Bei der Verarbeitung scheiden sich die Geister. Einerseits wirkt das gebürstete Aluminium sehr edel, wären da nicht die Kratzer hier und da. Im falschen Licht betrachtet fallen diese leider doch schon sehr auf. Auch mit einigen nicht entgrateten Kanten hat der Phobya Spross zu kämpfen, allerdings ist dies eher die Ausnahme. Ansonsten gibt es auch Gutes zu berichten, durch die Materialstärke von 1mm wirkt der Ultrabig-Tower alles andere als klapprig. Die Bohrungen, bzw. Montageplätze sind sauber umgesetzt, hier wurde mit deutscher Gründlichkeit gearbeitet. Mit Lackabplatzern, Dellen und / oder Beulen hat das Phobya-Case nicht zu kämpfen. Die Verarbeitung befindet sich insgesamt auf einem guten, leider nicht perfekten Level.




			Dieser Inhalt steht nur eingeloggten Mitgliedern zur Verfügung.
        

 


			Dieser Inhalt steht nur eingeloggten Mitgliedern zur Verfügung.
        

 


			Dieser Inhalt steht nur eingeloggten Mitgliedern zur Verfügung.
        



Optisch ist das Case recht schlicht gehalten, lediglich ein Logo des Herstellers ziert die Front. Trotz der schlichten Optik ist der Tower alles andere als unscheinbar.
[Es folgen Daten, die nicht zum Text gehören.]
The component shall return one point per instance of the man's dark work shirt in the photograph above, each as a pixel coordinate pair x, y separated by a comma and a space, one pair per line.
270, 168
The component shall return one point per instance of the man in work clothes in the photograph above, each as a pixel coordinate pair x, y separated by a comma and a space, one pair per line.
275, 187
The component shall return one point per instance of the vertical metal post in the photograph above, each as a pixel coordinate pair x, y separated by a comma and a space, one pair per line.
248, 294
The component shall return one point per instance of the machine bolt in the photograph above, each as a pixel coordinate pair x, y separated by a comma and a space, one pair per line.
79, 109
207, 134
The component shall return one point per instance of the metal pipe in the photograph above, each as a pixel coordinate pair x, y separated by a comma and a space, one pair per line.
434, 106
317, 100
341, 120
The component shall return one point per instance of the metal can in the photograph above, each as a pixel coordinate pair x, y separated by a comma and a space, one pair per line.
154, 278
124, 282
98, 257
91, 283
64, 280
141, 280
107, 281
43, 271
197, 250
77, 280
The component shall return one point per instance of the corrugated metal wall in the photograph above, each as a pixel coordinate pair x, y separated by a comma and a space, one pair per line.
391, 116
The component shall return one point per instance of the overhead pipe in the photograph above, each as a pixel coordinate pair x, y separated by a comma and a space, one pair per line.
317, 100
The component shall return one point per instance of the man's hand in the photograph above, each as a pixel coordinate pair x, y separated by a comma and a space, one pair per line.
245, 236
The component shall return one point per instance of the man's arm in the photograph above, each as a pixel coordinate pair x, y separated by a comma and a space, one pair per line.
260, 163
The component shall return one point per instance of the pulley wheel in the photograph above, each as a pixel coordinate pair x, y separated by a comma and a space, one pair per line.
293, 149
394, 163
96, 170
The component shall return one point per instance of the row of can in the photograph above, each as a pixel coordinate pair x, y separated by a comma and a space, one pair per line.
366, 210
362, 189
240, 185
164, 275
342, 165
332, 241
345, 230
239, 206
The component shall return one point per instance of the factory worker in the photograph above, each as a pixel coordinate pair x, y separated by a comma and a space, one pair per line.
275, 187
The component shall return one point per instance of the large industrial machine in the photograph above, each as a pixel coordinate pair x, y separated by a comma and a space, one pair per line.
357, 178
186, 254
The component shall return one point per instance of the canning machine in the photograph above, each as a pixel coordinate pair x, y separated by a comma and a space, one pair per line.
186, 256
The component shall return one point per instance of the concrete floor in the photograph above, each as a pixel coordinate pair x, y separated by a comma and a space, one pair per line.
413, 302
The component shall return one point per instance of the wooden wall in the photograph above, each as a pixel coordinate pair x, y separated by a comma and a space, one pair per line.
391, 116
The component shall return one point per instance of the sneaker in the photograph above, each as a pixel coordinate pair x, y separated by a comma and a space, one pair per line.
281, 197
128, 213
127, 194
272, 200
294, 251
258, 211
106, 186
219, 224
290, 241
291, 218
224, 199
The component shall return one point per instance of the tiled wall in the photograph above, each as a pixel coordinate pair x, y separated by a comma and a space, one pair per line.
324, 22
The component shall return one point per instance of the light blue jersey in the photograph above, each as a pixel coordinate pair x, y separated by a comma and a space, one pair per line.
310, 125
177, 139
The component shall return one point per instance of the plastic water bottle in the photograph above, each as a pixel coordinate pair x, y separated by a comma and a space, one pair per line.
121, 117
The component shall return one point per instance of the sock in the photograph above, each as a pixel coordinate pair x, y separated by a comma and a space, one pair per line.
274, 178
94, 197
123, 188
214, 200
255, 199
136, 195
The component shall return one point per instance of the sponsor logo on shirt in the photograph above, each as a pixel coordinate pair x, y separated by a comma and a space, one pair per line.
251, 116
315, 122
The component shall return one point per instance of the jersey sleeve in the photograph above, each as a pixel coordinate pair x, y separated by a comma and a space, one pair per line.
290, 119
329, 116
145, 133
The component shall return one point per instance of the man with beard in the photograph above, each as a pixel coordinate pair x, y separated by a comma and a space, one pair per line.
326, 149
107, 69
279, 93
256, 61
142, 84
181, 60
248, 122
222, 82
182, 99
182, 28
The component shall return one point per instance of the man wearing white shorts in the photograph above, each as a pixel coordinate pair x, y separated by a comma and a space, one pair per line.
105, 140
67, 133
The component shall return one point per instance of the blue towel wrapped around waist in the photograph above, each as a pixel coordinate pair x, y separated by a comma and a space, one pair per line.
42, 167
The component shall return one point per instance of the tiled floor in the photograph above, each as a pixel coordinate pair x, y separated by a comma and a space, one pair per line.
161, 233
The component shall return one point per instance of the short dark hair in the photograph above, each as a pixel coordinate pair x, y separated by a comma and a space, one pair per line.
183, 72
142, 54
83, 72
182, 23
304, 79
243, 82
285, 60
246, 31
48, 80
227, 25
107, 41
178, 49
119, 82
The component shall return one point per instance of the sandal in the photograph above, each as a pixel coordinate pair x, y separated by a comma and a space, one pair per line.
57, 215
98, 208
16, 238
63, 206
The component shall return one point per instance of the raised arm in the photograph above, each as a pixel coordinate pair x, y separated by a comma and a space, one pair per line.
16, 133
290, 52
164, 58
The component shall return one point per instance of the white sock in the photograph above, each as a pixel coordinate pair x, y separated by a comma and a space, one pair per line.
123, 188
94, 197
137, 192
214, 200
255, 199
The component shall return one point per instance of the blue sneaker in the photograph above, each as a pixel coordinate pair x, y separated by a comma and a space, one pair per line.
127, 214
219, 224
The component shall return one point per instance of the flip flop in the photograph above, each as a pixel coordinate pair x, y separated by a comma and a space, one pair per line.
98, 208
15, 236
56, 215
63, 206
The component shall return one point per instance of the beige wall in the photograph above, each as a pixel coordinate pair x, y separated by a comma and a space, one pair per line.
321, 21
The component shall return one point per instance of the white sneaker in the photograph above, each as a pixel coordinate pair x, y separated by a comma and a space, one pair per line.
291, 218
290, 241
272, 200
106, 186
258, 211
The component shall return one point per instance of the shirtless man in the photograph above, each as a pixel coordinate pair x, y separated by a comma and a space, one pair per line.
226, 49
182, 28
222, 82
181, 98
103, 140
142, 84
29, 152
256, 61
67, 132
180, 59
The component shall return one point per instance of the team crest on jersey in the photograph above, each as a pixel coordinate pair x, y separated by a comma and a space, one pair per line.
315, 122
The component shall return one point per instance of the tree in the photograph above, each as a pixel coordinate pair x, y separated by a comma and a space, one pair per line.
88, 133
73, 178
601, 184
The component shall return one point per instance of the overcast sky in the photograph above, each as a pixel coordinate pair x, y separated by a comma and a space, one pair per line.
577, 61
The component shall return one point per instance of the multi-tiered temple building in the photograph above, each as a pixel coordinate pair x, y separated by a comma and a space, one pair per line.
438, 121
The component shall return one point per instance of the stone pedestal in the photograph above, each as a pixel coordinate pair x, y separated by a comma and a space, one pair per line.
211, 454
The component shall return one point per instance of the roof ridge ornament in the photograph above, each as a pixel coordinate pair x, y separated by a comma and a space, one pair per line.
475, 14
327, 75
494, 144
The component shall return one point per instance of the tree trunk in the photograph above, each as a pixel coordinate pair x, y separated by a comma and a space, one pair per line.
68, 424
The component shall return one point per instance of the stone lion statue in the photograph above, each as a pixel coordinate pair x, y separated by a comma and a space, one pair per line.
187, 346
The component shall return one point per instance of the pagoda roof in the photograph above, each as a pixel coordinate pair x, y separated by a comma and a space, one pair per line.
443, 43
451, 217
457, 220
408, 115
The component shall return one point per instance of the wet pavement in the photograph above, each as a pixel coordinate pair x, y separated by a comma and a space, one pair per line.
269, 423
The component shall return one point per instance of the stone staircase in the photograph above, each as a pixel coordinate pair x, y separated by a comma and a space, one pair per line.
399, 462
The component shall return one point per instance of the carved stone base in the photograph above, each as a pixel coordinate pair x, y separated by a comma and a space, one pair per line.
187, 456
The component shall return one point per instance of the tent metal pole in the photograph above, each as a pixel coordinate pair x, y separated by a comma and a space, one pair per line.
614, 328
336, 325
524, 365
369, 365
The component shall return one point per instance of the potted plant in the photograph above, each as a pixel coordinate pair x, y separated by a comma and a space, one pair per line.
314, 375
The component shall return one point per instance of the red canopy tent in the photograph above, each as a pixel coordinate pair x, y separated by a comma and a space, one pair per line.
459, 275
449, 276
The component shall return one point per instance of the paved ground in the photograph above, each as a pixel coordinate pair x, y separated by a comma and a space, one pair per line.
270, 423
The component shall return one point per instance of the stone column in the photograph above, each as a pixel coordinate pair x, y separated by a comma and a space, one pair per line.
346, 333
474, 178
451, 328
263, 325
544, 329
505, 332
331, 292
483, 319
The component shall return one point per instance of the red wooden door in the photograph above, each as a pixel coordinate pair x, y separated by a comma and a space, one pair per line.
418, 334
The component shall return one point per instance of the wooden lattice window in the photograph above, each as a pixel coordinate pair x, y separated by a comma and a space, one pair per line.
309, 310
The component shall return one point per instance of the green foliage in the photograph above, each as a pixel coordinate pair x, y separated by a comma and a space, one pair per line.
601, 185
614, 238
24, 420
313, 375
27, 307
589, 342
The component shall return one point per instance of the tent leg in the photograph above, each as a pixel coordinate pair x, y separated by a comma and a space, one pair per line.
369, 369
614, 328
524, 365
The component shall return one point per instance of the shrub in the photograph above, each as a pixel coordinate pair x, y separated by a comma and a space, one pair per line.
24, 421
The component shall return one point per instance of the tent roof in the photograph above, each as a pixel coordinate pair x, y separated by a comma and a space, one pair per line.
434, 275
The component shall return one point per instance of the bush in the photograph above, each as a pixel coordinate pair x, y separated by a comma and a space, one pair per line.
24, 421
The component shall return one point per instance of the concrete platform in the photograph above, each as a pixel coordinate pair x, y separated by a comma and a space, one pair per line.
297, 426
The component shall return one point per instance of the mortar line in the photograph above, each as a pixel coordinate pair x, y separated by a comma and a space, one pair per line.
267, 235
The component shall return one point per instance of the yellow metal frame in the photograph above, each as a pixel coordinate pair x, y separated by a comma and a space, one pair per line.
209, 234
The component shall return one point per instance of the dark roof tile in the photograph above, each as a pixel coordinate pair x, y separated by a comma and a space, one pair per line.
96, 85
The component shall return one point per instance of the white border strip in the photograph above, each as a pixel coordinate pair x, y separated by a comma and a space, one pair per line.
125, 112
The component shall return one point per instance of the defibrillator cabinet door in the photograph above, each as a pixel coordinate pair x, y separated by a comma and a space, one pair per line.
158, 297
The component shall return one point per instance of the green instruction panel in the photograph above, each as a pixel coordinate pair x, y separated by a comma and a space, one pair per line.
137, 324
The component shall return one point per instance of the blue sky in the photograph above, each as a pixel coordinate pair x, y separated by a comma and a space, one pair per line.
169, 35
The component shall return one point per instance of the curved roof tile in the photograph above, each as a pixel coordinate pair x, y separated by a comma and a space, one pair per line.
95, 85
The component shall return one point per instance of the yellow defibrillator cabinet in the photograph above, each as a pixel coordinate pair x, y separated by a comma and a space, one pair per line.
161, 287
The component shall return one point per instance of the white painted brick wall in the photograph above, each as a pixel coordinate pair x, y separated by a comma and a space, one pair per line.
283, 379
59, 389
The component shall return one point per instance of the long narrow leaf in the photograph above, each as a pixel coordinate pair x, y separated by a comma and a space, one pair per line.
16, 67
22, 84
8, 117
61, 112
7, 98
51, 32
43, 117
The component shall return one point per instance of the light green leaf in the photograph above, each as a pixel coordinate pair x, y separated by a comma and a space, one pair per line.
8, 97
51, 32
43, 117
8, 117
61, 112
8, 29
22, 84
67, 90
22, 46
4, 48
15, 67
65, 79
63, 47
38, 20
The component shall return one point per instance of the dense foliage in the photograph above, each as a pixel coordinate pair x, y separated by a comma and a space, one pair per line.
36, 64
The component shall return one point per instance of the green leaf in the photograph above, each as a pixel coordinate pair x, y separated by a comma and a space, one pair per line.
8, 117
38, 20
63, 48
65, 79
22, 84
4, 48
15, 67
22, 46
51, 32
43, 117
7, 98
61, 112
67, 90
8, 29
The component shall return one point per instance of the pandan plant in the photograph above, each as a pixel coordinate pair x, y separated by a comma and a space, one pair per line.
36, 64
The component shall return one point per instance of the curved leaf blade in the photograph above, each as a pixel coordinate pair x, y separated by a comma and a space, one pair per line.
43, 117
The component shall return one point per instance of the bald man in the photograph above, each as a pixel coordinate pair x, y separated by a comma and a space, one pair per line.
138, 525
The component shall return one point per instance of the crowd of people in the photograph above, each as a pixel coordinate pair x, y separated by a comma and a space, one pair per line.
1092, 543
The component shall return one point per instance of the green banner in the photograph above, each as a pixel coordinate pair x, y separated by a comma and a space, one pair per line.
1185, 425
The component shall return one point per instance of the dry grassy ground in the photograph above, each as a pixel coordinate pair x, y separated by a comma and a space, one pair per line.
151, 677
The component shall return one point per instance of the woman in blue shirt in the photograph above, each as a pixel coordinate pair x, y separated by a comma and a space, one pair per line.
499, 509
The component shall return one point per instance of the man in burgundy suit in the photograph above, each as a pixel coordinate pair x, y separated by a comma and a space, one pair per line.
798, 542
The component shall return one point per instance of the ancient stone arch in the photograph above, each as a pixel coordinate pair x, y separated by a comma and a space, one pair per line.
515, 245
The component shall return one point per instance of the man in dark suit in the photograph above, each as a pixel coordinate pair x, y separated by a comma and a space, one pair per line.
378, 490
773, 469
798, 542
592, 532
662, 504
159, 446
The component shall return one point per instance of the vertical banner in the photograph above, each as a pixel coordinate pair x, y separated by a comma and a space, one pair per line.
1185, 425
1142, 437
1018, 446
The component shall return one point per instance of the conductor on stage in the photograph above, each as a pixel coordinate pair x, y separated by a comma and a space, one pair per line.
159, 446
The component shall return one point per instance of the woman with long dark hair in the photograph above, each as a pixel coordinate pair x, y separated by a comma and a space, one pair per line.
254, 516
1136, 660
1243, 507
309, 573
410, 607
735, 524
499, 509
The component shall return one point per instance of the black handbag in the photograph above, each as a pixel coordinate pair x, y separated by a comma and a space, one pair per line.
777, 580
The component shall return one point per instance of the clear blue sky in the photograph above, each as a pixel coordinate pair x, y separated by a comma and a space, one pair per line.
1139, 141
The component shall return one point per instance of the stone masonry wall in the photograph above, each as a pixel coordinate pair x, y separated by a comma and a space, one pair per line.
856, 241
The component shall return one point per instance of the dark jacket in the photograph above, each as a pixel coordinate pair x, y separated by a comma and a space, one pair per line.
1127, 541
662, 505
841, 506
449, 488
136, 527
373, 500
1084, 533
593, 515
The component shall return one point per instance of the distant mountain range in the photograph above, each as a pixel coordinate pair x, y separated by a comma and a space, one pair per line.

Die vielen Luftlöcher ziehen hier die eher Blicke auf sich, allerdings sind diese Notwendig, damit das Gehäuse, bzw. dessen späteres Innenleben, atmen kann. Auch für die Montage der Radiatoren sind diese Löcher unabdingbar, daher zieht sich diese luftige Optik über fast das ganze Gehäuse.
Wer beim Betrachten der Bilder die fehlen USB-Ports und / oder I/O Panel vermisst, der wird sie auch weiter vermissen dürfen. Auf solche zusätzliche „Spielereien“ verzichtet Phobya, was aber durchaus nicht unüblich ist bei einem rein auf Wasserkühlungen ausgelegtes Gehäuse.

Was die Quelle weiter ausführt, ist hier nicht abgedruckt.